DocTER: Evaluating Document-based Knowledge Editing
Suhang Wu, Ante Wang, Minlong Peng, Yujie Lin, Wenbo Li, Mingming Sun, Jinsong Su
TL;DR
This work introduces DocTER, the first benchmark for document-based knowledge editing in large language models, and demonstrates that editing with documents is significantly more challenging than editing with gold triples. It proposes an Extract-then-Edit pipeline to adapt existing triplet-based methods to document inputs and evaluates editing across four perspectives: Edit Success, Locality, Reasoning, and Cross-lingual Transfer. The study analyzes how extracted-triple quality, edit frequency, and target position impact performance, and shows external memory and reasoning-enhancement strategies can mitigate some challenges. The findings highlight practical considerations for real-world knowledge updates and point to future research directions in robust, multilingual document-based editing. The work thus advances the field by providing a realistic benchmark, a practical editing pipeline, and actionable insights for improving document-level knowledge editing.
Abstract
Knowledge editing aims to correct outdated or inaccurate knowledge in neural networks. In this paper, we explore knowledge editing using easily accessible documents instead of manually labeled factual triples employed in earlier research. To advance this field, we establish the first evaluation benchmark, \textit{DocTER}, featuring Documents containing counterfactual knowledge for editing. A comprehensive four-perspective evaluation is introduced: Edit Success, Locality, Reasoning, and Cross-lingual Transfer. To adapt conventional triplet-based knowledge editing methods for this task, we develop an Extract-then-Edit pipeline that extracts triples from documents before applying existing methods.
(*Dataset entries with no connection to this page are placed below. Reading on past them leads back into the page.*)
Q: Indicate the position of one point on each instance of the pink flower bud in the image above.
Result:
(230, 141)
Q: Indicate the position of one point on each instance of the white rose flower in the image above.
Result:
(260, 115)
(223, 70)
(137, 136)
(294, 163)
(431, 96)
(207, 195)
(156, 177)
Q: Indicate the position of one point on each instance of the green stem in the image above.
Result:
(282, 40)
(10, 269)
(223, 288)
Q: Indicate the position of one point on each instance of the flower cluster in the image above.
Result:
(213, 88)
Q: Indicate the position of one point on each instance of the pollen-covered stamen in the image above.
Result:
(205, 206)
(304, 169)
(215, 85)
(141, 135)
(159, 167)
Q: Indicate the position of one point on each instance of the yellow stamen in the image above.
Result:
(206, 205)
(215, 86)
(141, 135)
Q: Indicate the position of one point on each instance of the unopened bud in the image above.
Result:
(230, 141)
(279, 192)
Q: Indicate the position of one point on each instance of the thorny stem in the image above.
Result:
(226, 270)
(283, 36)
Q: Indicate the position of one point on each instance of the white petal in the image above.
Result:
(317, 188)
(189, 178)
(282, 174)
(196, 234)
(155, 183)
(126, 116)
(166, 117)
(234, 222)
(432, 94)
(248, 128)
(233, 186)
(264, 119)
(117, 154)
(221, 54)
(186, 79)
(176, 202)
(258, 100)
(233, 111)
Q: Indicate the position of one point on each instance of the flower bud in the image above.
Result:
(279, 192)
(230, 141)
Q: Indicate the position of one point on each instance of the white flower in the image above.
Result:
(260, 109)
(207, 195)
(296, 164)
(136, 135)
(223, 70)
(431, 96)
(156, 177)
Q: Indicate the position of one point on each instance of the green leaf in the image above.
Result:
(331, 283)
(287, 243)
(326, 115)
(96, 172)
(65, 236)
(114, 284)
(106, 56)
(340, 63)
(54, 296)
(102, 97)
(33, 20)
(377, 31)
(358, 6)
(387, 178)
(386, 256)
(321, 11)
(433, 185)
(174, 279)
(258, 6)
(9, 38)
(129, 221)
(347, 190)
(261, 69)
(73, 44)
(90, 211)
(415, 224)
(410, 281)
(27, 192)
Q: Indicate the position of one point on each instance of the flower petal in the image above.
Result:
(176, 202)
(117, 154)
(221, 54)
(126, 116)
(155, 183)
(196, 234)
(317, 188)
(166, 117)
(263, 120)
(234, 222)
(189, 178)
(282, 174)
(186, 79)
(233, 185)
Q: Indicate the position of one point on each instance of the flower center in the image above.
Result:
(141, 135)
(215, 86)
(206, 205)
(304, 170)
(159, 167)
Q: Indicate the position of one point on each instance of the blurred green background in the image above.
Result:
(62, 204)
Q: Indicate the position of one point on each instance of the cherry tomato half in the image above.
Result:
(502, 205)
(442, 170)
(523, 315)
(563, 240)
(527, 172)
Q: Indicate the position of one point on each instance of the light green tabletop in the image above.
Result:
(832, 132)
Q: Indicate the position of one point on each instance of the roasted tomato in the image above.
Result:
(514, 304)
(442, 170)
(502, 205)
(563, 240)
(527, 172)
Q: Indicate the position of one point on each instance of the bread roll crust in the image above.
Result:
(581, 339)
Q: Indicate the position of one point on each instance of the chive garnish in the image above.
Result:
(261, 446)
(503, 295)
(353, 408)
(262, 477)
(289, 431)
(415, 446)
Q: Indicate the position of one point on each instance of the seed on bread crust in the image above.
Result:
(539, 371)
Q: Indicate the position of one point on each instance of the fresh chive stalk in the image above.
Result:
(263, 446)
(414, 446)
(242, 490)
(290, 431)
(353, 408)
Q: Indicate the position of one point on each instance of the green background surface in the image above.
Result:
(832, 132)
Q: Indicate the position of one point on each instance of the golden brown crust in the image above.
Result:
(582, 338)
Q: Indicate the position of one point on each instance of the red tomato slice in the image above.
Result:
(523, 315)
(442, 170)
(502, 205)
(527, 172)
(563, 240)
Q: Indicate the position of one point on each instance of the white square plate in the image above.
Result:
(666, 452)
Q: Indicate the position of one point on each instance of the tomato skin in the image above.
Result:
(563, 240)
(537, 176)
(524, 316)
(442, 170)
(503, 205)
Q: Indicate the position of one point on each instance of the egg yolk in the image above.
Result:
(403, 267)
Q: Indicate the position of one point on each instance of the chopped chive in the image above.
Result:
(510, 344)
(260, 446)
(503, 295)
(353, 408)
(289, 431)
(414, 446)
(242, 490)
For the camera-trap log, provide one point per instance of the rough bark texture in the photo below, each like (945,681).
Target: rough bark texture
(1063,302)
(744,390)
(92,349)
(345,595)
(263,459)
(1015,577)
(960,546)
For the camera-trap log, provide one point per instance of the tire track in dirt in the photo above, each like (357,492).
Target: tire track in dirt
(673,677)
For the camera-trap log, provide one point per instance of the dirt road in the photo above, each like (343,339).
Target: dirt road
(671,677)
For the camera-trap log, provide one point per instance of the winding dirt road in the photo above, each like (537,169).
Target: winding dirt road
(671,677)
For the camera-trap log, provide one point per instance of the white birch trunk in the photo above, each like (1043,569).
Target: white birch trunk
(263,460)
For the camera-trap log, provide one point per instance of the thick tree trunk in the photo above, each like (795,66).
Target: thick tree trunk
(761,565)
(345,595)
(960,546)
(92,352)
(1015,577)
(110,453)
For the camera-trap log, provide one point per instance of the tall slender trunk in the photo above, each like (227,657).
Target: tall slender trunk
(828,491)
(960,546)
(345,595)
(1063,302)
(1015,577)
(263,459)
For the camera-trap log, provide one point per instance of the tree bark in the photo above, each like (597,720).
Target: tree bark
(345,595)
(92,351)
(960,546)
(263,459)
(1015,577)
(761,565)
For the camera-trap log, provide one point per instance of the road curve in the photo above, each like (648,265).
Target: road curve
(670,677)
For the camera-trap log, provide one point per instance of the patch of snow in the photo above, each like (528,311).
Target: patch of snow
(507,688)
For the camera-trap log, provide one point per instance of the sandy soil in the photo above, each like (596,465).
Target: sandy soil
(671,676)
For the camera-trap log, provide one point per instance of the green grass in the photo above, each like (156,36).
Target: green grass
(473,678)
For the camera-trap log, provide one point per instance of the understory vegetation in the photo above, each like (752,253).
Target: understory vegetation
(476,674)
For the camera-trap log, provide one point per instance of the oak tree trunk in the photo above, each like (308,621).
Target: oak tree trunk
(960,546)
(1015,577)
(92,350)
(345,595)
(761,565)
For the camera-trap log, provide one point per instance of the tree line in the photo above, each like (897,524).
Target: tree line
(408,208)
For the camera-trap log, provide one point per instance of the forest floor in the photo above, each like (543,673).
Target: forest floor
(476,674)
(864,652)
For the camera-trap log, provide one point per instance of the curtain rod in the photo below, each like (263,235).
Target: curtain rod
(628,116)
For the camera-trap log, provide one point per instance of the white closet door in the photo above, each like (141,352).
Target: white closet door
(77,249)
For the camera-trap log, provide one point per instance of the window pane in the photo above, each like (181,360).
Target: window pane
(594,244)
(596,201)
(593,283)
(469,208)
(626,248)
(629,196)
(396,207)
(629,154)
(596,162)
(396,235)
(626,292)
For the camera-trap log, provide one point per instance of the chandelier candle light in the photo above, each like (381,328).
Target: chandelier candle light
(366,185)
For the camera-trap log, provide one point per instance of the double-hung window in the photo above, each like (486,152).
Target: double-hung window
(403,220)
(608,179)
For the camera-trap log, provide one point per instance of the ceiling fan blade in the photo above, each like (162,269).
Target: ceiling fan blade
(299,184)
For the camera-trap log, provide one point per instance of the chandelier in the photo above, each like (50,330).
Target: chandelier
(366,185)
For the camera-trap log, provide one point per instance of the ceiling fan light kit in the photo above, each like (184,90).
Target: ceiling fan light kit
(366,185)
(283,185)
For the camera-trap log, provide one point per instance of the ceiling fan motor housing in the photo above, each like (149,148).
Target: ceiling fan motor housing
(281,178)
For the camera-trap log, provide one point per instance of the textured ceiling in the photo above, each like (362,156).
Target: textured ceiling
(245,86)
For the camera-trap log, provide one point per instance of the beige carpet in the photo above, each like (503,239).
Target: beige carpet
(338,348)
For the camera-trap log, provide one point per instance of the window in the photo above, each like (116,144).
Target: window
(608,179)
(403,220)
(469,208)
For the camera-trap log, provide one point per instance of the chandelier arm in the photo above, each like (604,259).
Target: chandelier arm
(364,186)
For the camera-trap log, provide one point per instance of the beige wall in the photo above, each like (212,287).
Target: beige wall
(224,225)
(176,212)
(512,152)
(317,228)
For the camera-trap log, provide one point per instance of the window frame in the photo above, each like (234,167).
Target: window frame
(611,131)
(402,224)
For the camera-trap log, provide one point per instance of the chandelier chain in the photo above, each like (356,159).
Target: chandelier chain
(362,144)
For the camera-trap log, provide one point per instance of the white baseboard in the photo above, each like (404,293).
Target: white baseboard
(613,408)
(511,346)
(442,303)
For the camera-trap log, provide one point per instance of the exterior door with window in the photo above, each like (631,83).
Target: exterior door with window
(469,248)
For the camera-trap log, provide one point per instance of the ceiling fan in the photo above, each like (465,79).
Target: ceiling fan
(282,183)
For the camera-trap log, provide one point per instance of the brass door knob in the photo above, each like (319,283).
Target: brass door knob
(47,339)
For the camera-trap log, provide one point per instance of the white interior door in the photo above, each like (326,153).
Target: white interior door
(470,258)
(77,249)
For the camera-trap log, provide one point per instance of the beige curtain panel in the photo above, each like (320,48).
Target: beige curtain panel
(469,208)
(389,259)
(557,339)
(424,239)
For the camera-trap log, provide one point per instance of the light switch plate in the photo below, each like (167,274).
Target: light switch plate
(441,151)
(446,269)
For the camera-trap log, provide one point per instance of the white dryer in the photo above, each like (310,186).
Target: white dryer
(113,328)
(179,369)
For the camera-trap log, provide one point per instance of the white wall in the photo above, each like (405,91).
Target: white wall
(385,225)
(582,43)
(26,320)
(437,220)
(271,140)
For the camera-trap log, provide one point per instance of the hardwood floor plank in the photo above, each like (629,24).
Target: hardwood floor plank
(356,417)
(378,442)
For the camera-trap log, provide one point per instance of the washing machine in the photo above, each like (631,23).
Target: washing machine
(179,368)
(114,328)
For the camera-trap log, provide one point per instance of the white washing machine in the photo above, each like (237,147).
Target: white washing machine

Experiments on popular knowledge editing methods demonstrate that editing with documents presents significantly greater challenges than using triples. In document-based scenarios, even the best-performing in-context editing approach still lags behind by 10 points in editing success when compared to using gold triples. This observation also holds for both reasoning and cross-lingual test sets. We further analyze key factors influencing task performance, including the quality of extracted triples, the frequency and position of edited knowledge in documents, various methods for enhancing reasoning, and performance differences across various directions in cross-lingual knowledge editing, which provide valuable insights for future research.